There have been plenty of voices urging the RBA to raise rates to restrain the housing boom, even with unemployment rising and inflation under control. Paul Bloxham, formerly an RBA economist and now with HSBC, recently suggested raising rates to nip the housing boom in the bud. The recent Apra announcement is a good sign that our regulators are resisting such calls to go down the sadomonetarist route.
No one wants tight lending policies for their own sake. Stricter lending rules will probably make it harder for first home buyers and low-income borrowers to get a loan. But, despite this, tighter lending rules are the best of a bad set of options facing Australian policy makers.
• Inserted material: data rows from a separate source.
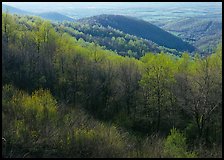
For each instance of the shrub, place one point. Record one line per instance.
(175, 146)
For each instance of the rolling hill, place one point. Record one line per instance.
(203, 33)
(141, 29)
(14, 10)
(52, 16)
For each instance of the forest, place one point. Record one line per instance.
(64, 96)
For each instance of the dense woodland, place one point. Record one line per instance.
(65, 97)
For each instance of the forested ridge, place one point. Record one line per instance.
(65, 97)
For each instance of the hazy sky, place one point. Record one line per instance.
(26, 5)
(85, 9)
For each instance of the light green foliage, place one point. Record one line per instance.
(42, 103)
(145, 96)
(175, 146)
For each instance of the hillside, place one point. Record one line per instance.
(54, 16)
(141, 29)
(203, 33)
(14, 10)
(112, 39)
(65, 95)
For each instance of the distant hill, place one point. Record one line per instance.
(200, 32)
(141, 29)
(54, 16)
(14, 10)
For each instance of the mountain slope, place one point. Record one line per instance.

They could raise interest rates, throwing more Australians out of work and pushing inflation below the target, or they could take no action in the face of a worrying lending boom, risking future instability. Neither of these is desirable.
Lifting Australian interest rates above where they need to be, based on the fundamentals of the economy, would be a bad idea. Apra’s moves to stricter supervision of housing lending will free up the RBA to do what’s necessary without holding back for fear of stoking a housing boom. This is one area where we shouldn’t follow the Swedish example.